CONCLUSION: We describe a thin, highly vascular layer of mineralized cartilage, which surrounds most of the endolymphatic duct. In the normal ear this may act in helping to control the chemical composition of endolymph. In Ménière's disease (MD) there is a marked apoptotic change among the mineralized cartilage cells of this layer, which seems to be associated also with the deposition of a pathological substance in the walls of many blood vessels. This may lead to serious chemical change in the nearby endolymph and so provoke the symptoms of MD. OBJECTIVES: Endolymphatic hydrops is found in all cases of MD, but is not specific for that condition.
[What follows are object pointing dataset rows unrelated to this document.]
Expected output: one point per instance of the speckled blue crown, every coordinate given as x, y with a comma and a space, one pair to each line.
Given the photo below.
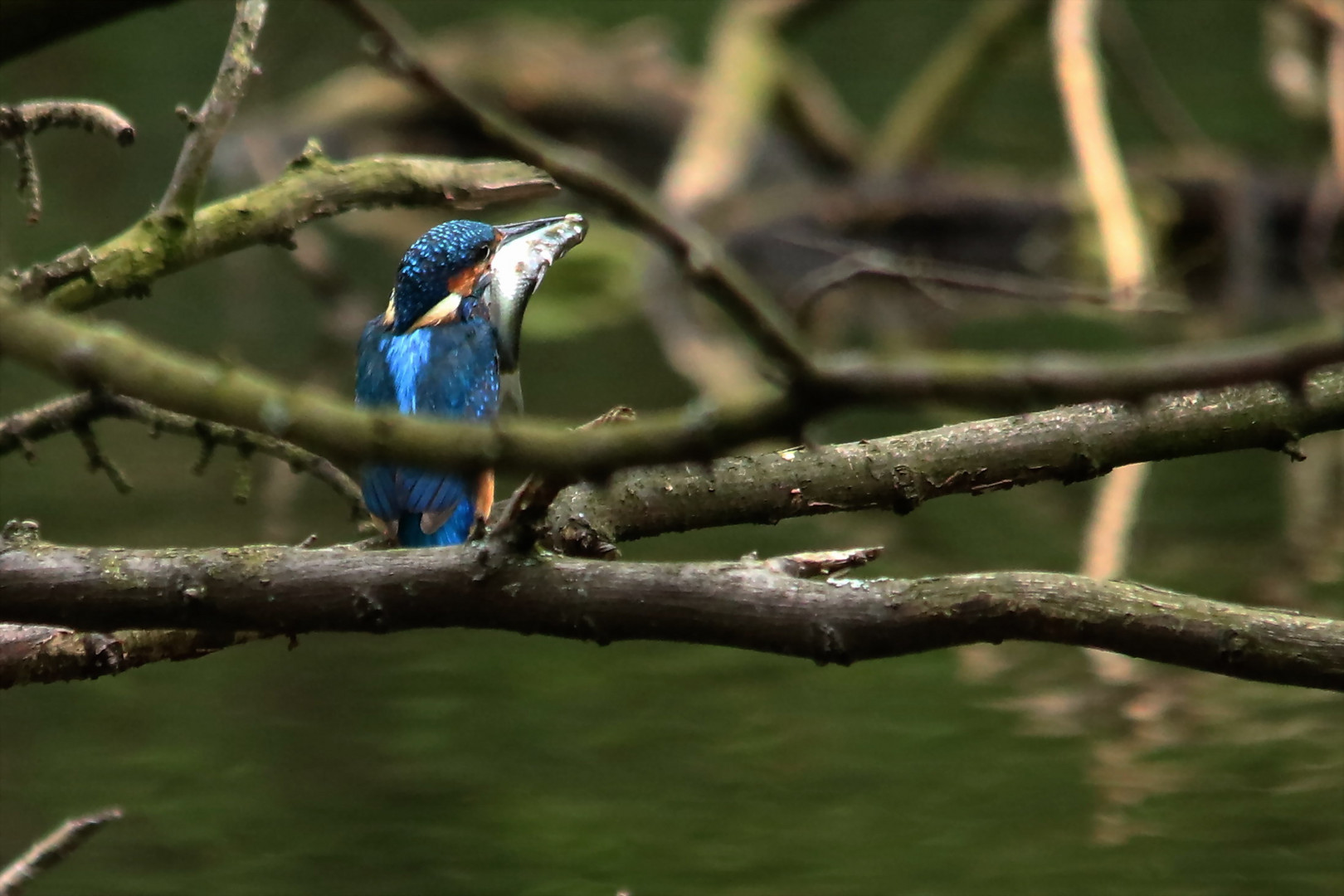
442, 251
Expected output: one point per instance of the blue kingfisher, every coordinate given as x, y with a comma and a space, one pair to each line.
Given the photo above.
448, 345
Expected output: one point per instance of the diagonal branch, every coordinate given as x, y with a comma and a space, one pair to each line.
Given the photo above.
75, 412
30, 119
901, 473
125, 364
706, 262
746, 603
207, 125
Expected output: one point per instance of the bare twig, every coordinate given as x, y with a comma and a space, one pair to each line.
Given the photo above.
1079, 73
1127, 257
706, 262
823, 563
859, 260
817, 112
901, 473
937, 95
1112, 520
739, 603
518, 525
30, 184
1335, 93
1127, 47
138, 367
314, 187
208, 124
738, 85
41, 655
17, 124
77, 411
51, 850
32, 119
711, 156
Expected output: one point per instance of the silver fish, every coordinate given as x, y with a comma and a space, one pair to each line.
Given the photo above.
518, 266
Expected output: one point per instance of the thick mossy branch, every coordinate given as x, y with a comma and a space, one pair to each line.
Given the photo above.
108, 358
314, 187
750, 605
901, 473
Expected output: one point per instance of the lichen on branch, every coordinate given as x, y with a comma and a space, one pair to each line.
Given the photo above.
746, 603
312, 187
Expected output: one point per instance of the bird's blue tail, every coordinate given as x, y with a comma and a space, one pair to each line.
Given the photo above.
455, 531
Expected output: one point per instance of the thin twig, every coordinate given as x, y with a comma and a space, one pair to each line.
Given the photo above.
519, 524
938, 93
1127, 257
314, 187
77, 411
706, 262
1335, 95
207, 125
30, 183
127, 364
902, 473
1079, 74
42, 655
30, 119
51, 850
1127, 47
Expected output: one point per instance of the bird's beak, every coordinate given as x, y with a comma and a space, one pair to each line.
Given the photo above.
520, 258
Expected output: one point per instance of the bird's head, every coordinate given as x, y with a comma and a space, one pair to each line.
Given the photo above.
464, 269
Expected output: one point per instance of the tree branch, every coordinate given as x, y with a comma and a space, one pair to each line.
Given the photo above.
706, 262
747, 603
207, 125
41, 655
30, 119
75, 412
312, 187
901, 473
106, 358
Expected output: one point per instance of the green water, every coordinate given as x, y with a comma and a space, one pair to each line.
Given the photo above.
492, 763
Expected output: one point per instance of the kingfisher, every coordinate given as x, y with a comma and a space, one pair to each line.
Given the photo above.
448, 345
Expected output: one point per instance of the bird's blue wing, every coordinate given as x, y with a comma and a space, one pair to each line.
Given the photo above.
442, 371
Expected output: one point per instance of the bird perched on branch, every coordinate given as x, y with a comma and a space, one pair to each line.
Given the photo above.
448, 347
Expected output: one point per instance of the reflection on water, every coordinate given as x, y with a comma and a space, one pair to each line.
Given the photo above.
1155, 731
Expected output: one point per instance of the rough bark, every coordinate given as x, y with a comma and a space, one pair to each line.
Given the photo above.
899, 473
747, 603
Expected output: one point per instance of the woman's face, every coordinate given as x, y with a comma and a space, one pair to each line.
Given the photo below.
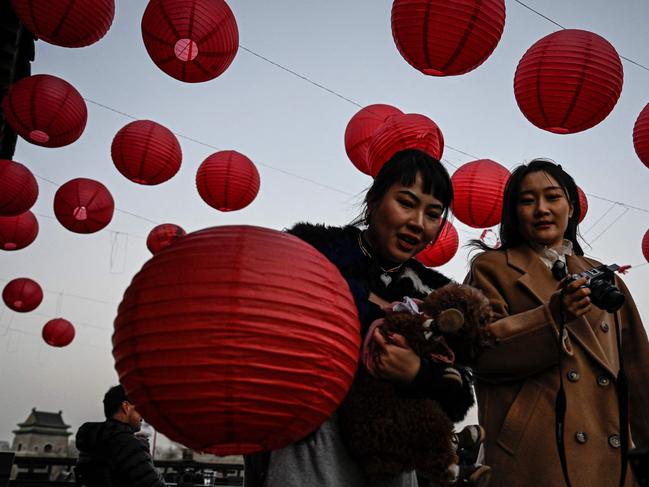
404, 222
543, 210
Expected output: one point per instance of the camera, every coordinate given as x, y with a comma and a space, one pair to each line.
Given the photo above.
603, 293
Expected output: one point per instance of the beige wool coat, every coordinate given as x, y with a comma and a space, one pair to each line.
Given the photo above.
518, 378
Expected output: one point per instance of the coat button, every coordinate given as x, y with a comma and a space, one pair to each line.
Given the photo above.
603, 381
581, 437
573, 375
614, 441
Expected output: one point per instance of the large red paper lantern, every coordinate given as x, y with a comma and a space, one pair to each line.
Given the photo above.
162, 236
442, 38
478, 189
361, 128
45, 110
58, 332
83, 205
190, 40
76, 23
22, 294
146, 152
569, 81
237, 339
400, 132
641, 135
17, 232
18, 188
227, 181
443, 250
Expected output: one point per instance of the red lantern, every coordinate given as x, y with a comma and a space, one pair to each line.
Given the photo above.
163, 236
583, 204
400, 132
641, 135
361, 128
478, 189
17, 232
83, 205
443, 250
58, 332
569, 81
66, 23
45, 110
227, 181
442, 38
22, 295
18, 188
190, 40
146, 152
237, 339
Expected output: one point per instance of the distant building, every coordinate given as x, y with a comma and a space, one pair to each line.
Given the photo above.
42, 434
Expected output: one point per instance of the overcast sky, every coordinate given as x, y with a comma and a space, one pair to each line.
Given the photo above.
293, 131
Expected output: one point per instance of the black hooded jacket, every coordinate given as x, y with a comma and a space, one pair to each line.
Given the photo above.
111, 456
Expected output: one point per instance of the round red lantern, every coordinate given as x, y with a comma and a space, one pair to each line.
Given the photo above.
18, 188
442, 38
22, 295
146, 152
400, 132
17, 232
58, 332
569, 81
641, 135
163, 236
45, 110
83, 205
237, 339
190, 40
64, 23
478, 189
361, 128
227, 181
443, 250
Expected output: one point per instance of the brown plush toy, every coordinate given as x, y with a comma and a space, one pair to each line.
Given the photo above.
389, 431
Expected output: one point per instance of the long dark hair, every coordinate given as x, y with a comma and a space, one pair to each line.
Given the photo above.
510, 234
403, 168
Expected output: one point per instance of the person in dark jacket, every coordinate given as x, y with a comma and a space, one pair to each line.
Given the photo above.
110, 454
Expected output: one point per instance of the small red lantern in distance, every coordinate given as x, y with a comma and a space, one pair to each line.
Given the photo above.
569, 81
361, 128
18, 188
67, 24
443, 250
442, 38
146, 152
83, 205
58, 332
478, 189
227, 181
641, 135
190, 40
17, 232
283, 361
45, 110
22, 295
400, 132
163, 236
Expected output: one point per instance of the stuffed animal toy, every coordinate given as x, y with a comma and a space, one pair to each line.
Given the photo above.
389, 431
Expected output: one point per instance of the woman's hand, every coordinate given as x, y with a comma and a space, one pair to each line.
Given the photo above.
396, 361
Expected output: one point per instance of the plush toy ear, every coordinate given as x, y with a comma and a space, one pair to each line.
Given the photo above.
450, 320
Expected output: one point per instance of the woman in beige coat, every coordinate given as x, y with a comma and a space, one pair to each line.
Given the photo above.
520, 373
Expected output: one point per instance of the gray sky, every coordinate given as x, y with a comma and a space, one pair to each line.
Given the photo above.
286, 125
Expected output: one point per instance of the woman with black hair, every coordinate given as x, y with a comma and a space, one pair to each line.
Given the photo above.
405, 209
552, 342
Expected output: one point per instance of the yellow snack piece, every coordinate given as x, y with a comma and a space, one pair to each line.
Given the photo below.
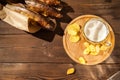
86, 51
74, 38
73, 29
97, 48
103, 47
94, 53
72, 32
86, 44
82, 60
92, 48
70, 71
76, 26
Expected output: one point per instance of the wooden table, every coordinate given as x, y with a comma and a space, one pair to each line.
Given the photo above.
41, 56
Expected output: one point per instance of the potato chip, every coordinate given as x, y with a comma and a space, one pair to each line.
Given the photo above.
86, 44
73, 29
103, 47
74, 38
97, 47
92, 48
82, 60
70, 71
72, 32
86, 51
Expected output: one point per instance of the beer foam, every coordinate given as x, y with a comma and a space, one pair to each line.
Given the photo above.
96, 30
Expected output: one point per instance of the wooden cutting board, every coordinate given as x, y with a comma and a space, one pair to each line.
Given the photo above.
75, 50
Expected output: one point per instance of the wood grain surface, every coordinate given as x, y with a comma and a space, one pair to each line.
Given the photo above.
41, 56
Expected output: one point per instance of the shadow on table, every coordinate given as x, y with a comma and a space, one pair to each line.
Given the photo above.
49, 35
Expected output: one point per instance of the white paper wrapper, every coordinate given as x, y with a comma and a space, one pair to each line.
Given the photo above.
19, 21
95, 30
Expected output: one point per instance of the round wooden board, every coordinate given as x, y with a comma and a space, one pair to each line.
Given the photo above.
75, 50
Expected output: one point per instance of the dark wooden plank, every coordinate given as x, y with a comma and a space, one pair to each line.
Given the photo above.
33, 71
27, 48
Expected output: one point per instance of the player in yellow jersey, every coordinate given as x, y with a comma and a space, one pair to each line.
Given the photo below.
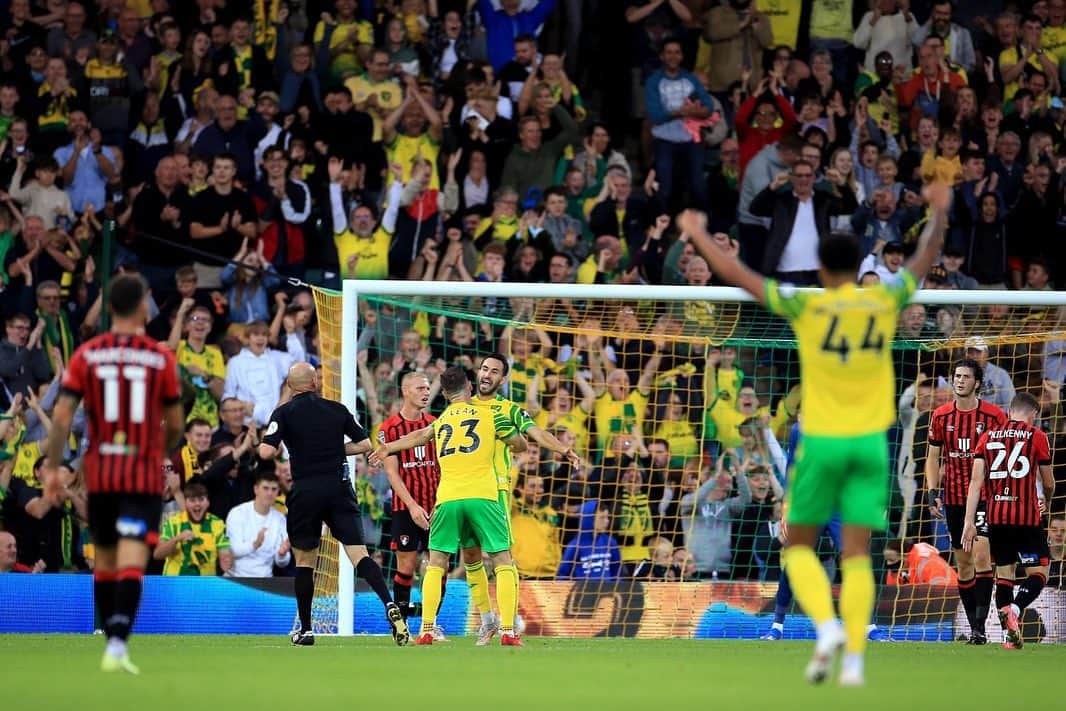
491, 374
844, 337
466, 437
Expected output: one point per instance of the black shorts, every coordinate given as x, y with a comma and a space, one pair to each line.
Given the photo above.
955, 517
407, 536
321, 500
114, 516
1018, 545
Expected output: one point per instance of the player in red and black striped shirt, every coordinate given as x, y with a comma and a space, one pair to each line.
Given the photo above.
954, 430
415, 475
1011, 456
129, 384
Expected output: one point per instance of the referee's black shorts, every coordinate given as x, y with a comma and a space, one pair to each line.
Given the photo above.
1019, 545
321, 500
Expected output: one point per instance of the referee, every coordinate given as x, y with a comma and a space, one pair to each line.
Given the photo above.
313, 431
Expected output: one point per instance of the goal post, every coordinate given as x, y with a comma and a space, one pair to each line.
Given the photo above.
1021, 326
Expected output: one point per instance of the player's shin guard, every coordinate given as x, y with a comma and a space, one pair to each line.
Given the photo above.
967, 597
506, 596
305, 595
431, 596
128, 584
103, 594
478, 580
372, 574
983, 585
1030, 590
809, 583
401, 592
856, 600
1004, 593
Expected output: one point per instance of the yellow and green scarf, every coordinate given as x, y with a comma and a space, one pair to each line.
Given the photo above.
57, 334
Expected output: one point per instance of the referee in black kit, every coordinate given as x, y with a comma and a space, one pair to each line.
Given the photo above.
313, 430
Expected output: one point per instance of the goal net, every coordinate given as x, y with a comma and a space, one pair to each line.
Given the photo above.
681, 403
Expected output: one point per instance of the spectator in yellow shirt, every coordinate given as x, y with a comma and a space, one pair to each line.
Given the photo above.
534, 527
350, 39
561, 411
194, 542
943, 165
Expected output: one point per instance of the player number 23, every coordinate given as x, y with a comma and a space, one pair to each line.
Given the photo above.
836, 342
447, 433
1017, 464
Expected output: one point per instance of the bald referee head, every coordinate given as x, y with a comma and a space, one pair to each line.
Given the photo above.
303, 377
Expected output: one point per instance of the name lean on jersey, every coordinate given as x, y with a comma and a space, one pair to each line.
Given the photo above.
956, 433
1013, 454
418, 465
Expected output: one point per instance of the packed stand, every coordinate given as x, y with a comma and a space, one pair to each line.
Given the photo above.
241, 151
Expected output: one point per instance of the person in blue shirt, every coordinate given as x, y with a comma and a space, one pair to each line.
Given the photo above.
504, 25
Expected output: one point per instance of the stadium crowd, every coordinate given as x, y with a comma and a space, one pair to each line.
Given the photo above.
240, 151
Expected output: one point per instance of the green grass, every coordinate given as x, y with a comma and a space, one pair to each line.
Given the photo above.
237, 673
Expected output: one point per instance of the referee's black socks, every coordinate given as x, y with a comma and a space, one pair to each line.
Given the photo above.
372, 574
127, 599
305, 594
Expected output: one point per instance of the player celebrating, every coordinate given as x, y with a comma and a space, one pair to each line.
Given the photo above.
844, 336
313, 431
414, 477
491, 374
784, 598
1008, 454
954, 431
129, 384
467, 499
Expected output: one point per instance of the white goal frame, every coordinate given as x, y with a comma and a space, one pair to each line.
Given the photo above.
352, 289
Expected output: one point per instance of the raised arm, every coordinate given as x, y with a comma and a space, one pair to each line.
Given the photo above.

We sought a cellular change in the vicinity of the saccule that might be more specific than the lesion of endolymphatic hydrops and thus lead to a more successful management of the disease. MATERIALS AND METHODS: We examined stained step sections of 33 autopsy temporal bones from 20 cases of MD, particularly in the region of the vestibule, and compared the changes with those found in a similar region of 65 temporal bones taken from randomly selected cases of non-Ménière conditions. RESULTS: In all temporal bones there was a well-demarcated region of the posterior vestibule, which formed a skeletal arch around the opening of the tunnel of the vestibular aqueduct into which the endolymphatic duct entered from the vestibule. This 'vestibular arch' was composed mainly of blood vessels and mineralized chondrocytes. The inner skeletal layer surrounding the course of most of the endolymphatic duct in the tunnel of the vestibular aqueduct was composed of the same tissue and was in fact continuous with the vestibular arch. In the non-Ménière temporal bones the mineralized chondrocytes were congregated around normal thin-walled blood vessels and small numbers of them seemed to be undergoing apoptosis in this vicinity. In all of the MD temporal bones, except five in which the vestibular arch was either absent or atrophic, we found pronounced changes of apoptosis among the mineralized cartilage cells and these were associated with proliferative changes in blood vessels in which a bluish-staining translucent deposit, possibly mineralization of the vascular wall, was prominent.